Posted Tue, Mar 22, 2011 by Space Junkie
Earlier this month, PAX East 2011 summoned sixty-thousand gamers to converge on poor, drizzly Boston. But where were the EVE Online players? Not at a CCP booth on the convention floor. No, we had something better: a rented out bar with free drinks, CCP staff, and a first-come, first-serve guest list of perhaps fifty EVE players. The result? Something magical.
Of Bouncers And CSM Stumping
It begins even before I get into the bar. I shake hands with the others waiting in line as the bouncer checks our tickets. Each time I am asked "who are you with?" I quickly realize that this is EVE Online code for "are you in an enemy corporation?" This question is asked again and again.
Two Step, an unfortunately reticent candidate for CSM, is standing in line ahead of me. He asks me to vote for him. I ask him about his platform, but the answers are so evasive that I suspect he does not actually have a campaign platform. Still, there is something to be said for stumping. Finally, we gain the bar.
The Bar: Null-Sec For Drinkers
A carebear, a suicide ganker, and a CSM candidate walk into a bar...
I start to mix and mingle, saying hellos and asking questions. Someone hands me a marker and name-tag sticker, to write down my EVE name. Surprisingly, some people recognize me and compliment my guides (and my hat is off to you, beloved reader). There are at least three CCP staff working the crowd: CCP Daishi, CCP Big Dumb Object, and GM Syndemic. They are all visibly excited to be here.

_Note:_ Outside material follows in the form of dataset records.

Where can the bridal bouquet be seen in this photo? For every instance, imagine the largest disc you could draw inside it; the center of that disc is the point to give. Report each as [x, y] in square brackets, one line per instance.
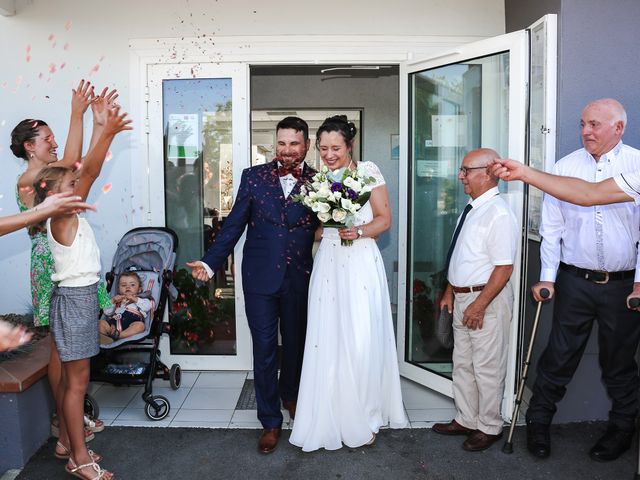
[335, 197]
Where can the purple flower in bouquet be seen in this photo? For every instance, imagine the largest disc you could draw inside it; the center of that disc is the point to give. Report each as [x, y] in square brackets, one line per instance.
[336, 187]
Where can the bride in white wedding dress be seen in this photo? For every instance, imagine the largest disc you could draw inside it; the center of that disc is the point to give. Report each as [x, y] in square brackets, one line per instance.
[350, 385]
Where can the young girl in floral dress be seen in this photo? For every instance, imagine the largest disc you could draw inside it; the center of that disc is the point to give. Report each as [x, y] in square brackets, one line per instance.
[33, 141]
[74, 306]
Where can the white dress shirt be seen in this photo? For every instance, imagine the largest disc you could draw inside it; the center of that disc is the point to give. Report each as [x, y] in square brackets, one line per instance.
[287, 182]
[489, 237]
[602, 237]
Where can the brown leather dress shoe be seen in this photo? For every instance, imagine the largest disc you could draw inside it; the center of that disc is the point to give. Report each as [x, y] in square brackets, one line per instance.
[290, 406]
[479, 441]
[451, 428]
[268, 441]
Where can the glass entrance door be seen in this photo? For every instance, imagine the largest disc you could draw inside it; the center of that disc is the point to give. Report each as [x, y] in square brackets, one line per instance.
[198, 120]
[475, 97]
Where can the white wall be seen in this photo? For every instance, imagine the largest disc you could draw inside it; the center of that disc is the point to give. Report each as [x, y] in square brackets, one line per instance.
[85, 34]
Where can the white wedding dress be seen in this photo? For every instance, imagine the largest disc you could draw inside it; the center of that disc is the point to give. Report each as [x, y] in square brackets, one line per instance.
[350, 385]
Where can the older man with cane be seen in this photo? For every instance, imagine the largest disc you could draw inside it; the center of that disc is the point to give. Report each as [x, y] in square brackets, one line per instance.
[597, 277]
[479, 265]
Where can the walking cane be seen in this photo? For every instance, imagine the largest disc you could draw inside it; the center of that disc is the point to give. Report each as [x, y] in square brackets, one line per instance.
[635, 303]
[508, 444]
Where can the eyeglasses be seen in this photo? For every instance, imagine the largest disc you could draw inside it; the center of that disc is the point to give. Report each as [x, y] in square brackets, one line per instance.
[465, 170]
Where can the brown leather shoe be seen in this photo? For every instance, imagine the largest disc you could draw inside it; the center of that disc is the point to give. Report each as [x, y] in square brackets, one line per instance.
[479, 441]
[451, 428]
[268, 441]
[290, 406]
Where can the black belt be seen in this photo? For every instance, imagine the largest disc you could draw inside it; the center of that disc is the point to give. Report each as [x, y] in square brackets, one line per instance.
[597, 276]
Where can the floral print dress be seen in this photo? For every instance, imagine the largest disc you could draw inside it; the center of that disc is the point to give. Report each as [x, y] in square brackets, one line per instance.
[42, 267]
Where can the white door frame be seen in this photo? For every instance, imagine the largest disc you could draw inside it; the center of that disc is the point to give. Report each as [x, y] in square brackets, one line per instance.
[516, 43]
[213, 59]
[280, 50]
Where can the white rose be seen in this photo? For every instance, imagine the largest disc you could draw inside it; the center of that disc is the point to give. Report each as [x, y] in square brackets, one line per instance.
[320, 207]
[324, 191]
[346, 203]
[339, 215]
[324, 216]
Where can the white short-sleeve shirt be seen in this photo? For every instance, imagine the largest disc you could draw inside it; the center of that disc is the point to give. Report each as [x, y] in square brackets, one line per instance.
[629, 183]
[489, 237]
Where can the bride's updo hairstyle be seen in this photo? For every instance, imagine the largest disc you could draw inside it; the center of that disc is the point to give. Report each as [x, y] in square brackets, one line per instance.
[338, 123]
[25, 131]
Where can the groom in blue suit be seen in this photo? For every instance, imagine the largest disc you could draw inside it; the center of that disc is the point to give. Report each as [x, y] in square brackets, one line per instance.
[276, 268]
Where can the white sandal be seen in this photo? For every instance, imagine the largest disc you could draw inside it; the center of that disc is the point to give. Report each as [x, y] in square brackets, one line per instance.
[94, 424]
[96, 457]
[75, 470]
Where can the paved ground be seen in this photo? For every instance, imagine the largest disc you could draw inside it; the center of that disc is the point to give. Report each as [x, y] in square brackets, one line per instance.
[190, 453]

Some of the players (like me) are visibly exhausted from a long day of tromping around PAX East. But the triple thrill of CCP developers, EVE Online players, and free drinks all combine to make something that PAX could not hope to achieve: an intimate get together where everybody has the chance to talk to everybody else, CCP staff included.
People, Politics, Pabst Blue Ribbon
It turns out that most in attendance are not affiliated with any of the big alliances. This is quite the opposite of Fanfest, as I understand it. I ask everybody what corporation they fly in. Notably, some people think it is safer not to answer. Almost nobody is willing to talk about what their corporation is doing with any more detail than "we are living in wormholes" unless it has the caveat of "please don't print that." It's too bad: some of these corporations have more than a bit of spark, and I think publishing some of their plans would help them more than hurt them.

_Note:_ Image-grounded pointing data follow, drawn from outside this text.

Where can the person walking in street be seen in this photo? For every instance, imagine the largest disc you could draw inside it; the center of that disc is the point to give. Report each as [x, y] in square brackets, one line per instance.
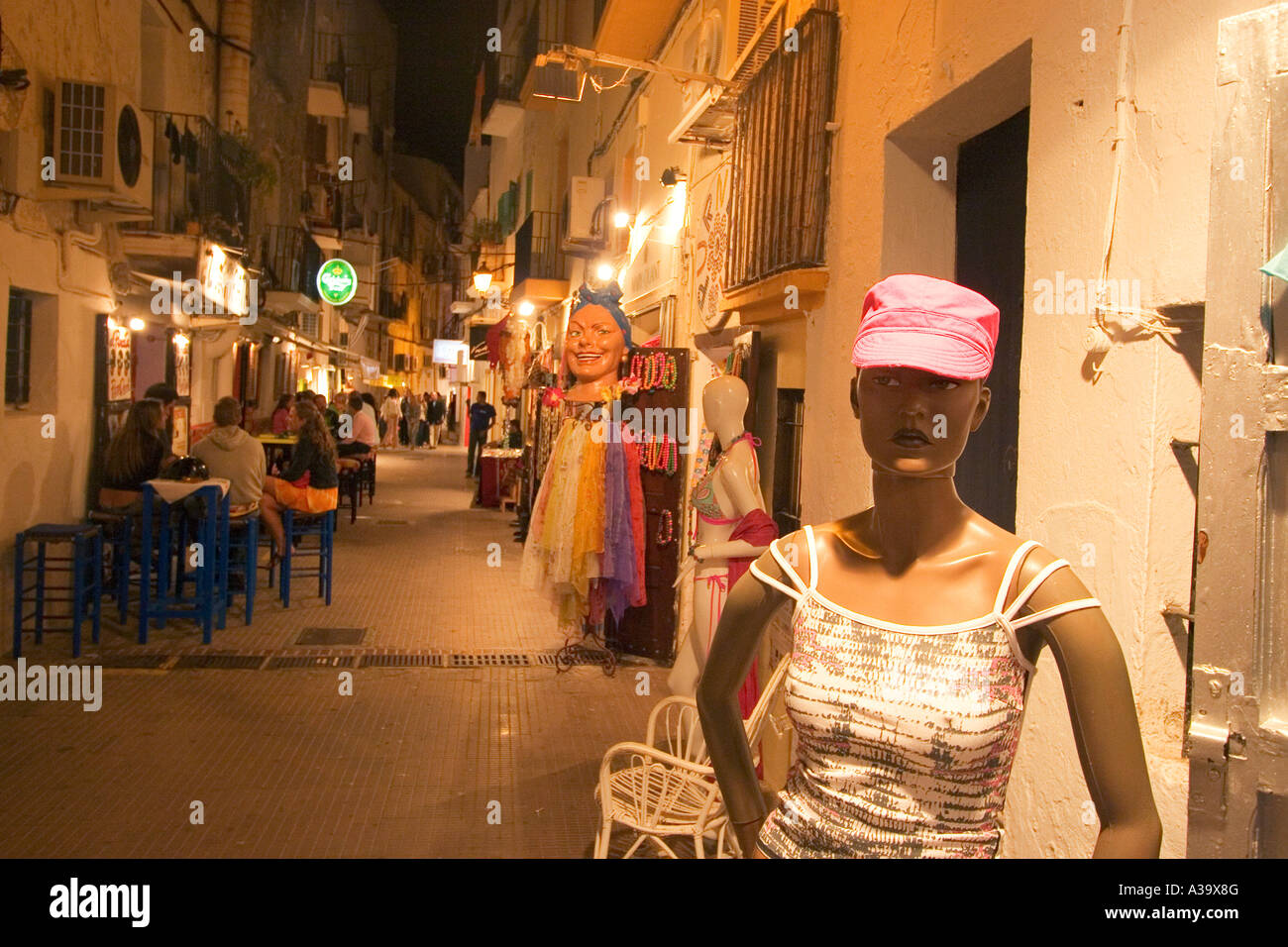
[412, 412]
[362, 429]
[389, 418]
[437, 411]
[482, 418]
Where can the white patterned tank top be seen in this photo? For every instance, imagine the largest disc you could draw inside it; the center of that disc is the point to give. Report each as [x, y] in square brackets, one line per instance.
[906, 733]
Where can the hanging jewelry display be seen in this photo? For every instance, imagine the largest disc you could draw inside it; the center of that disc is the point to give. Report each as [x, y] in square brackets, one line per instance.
[665, 528]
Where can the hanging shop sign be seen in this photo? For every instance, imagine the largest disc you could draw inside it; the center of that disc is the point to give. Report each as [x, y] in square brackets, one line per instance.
[224, 285]
[338, 282]
[709, 234]
[181, 365]
[120, 368]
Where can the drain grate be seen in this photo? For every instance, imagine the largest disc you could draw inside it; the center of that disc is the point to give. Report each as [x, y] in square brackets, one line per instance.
[309, 661]
[150, 661]
[249, 663]
[481, 660]
[331, 635]
[402, 661]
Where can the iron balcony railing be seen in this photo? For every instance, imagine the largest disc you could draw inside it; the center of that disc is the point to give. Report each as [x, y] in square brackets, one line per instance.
[781, 158]
[329, 62]
[537, 249]
[390, 299]
[290, 261]
[189, 185]
[502, 78]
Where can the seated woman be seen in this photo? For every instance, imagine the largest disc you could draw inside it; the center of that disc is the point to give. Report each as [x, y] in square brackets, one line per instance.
[282, 415]
[134, 457]
[309, 483]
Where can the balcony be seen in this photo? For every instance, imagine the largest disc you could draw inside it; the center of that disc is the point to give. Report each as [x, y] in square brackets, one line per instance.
[327, 76]
[540, 265]
[781, 158]
[192, 192]
[502, 84]
[288, 261]
[390, 299]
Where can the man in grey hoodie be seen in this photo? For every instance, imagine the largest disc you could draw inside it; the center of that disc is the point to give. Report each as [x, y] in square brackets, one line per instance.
[231, 453]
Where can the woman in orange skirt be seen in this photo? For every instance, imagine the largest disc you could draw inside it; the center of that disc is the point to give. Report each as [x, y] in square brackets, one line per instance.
[309, 483]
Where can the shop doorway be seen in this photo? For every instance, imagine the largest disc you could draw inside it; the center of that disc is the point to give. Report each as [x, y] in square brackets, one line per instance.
[1236, 735]
[992, 182]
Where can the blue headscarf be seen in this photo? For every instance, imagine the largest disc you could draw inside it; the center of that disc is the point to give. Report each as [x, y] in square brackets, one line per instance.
[609, 298]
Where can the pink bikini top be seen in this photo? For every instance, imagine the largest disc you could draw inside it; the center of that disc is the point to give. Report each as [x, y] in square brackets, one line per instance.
[704, 500]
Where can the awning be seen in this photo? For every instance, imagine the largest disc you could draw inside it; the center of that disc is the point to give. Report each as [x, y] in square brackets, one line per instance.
[326, 243]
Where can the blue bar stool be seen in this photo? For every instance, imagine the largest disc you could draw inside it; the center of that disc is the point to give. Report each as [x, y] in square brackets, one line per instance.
[85, 566]
[159, 603]
[240, 552]
[296, 525]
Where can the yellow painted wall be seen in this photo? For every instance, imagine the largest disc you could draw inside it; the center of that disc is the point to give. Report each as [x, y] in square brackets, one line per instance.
[1098, 482]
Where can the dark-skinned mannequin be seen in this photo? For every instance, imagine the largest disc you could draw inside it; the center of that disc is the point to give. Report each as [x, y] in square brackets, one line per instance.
[921, 557]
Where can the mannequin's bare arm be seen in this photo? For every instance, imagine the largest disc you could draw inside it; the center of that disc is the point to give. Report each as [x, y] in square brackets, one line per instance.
[747, 611]
[738, 476]
[1104, 720]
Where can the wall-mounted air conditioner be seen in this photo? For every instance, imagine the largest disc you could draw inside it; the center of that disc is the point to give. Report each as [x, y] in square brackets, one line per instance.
[101, 153]
[585, 231]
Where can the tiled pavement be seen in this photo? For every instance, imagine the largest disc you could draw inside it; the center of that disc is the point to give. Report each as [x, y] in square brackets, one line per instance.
[411, 764]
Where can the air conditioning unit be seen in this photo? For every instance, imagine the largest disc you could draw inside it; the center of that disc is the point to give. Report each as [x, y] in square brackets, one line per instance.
[102, 151]
[717, 46]
[585, 195]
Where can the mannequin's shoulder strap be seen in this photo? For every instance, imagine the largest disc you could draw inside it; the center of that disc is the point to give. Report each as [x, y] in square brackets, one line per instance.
[1014, 569]
[789, 564]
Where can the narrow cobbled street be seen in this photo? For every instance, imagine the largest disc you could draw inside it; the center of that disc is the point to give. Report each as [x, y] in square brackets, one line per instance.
[460, 737]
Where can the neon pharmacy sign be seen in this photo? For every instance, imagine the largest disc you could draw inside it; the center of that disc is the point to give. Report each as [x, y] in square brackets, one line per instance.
[336, 281]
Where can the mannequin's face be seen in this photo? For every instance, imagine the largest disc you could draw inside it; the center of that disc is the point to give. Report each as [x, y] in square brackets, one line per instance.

I find a sprinkling of EVE University and Agony Unleashed members, a smattering of Test Alliance, and some guy that has been in R.A.G.E. for less than ten days. I am a little disappointed, but at least this means that people aren't splitting off into factions or being rude to each other about something that happens in a video game, albeit an incredible one.
CCP Big Dumb Object Actually Not Dumb (At All)
The most important conversation from an EVE point of view happens with the developer who has the code name CCP Big Dumb Object. He is tall, friendly, and has a healthy beard. He gives us some interesting tidbits about EVE's PvE:
DED Sites: A popular kind of exploration site, these were the topic of Big Dumb's recent blog. The gist of that blog being that most factions do not have a full complement of DED sites of each level, and Big Dumb et al. have filled out the list of sites for levels six and up. Big Dumb says that the lower levels will see their gaps filled, as well, though the next big patch will likely only see a portion of these.